Tom Burg, VP-product marketing, Centro (a Moat partner), said in an email that brands lament the fact that buying and measuring digital is so complicated relative to TV, and "anything that can be done to narrow the gap between the two experiences is going to be a positive for all of us."

Kimber Robbins, VP-product management of the IPG Mediabrands ad tech unit Cadreon (which works with Moat on some campaigns), said in an email that there's room to improve current standards, adding that Cadreon would prefer independent measurement specialists provide the currency rather than major inventory owners who may introduce bias to their own inventory. She added that the company wants to move away from using proxies rather than a direct measurement of the thing it's really interested in:rather than viewability, the impact of an ad’s contribution to the campaign goal.

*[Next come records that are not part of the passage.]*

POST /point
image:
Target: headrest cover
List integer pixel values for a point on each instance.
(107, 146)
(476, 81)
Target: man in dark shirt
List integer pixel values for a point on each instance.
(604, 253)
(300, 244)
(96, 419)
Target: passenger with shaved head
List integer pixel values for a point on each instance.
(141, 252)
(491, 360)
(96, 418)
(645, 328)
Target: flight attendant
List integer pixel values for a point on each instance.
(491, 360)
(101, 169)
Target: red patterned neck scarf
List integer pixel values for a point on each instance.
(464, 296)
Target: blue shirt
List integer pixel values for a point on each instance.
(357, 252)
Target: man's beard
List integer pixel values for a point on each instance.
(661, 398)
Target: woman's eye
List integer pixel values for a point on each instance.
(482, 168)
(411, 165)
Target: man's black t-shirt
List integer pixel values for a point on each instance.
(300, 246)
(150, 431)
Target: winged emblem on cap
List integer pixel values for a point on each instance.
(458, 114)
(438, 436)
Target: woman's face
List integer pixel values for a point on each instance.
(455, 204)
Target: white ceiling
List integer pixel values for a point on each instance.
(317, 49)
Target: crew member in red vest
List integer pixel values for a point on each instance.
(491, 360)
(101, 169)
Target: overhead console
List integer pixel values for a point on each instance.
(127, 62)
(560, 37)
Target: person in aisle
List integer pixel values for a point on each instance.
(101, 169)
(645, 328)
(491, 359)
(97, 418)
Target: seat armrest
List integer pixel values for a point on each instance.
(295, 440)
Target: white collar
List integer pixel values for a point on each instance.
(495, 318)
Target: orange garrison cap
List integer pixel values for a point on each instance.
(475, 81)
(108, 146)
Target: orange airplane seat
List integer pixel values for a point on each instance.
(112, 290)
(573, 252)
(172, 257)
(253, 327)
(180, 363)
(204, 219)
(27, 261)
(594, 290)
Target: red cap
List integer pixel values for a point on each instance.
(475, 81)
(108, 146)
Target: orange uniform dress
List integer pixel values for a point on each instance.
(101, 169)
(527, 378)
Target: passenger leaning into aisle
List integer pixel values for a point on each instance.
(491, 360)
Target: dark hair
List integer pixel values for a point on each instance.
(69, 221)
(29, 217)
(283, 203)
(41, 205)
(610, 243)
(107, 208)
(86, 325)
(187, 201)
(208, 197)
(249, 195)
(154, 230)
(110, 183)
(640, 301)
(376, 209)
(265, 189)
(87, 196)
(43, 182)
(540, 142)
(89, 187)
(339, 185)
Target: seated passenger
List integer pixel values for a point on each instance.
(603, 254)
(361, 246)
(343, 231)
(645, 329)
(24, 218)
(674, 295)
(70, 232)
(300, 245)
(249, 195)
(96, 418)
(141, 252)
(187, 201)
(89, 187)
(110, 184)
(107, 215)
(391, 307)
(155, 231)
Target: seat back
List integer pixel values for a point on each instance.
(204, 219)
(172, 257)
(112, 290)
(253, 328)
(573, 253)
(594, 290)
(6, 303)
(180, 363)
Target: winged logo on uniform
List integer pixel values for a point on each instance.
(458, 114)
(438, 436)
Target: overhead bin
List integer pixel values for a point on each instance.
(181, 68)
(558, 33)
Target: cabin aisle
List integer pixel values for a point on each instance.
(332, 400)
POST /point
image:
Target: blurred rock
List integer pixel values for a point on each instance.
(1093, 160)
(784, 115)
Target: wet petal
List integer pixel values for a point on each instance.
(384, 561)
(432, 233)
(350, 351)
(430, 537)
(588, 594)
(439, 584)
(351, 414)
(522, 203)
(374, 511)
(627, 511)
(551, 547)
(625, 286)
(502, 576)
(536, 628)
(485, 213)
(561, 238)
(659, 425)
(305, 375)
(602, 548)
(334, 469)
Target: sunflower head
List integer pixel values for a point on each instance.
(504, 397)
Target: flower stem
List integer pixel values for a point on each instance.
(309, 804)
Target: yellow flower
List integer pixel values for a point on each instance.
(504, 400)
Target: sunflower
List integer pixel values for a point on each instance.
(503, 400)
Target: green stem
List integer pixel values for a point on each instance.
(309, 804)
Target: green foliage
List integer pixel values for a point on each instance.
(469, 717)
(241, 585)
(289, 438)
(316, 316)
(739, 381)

Moat shouldn’t underestimate the task of introducing a new metric, Robbins said, mentioning last-touchpoint attribution as an example of an industry standard that's been resistant to change. Most clients are still working on that model since it’s what they know, she said, and Moat will probably find similar intransigence.

Jon Bond, founder of marketing services holding company Tomorro, said over email that measurement currencies have always been blunt instruments, and a new one would have to be flexible and multidimensional to work with the hyper-relevance of digital. 

"I think it would have to be more about currencies than currency to move this forward," Bond said.

Next story loading loading..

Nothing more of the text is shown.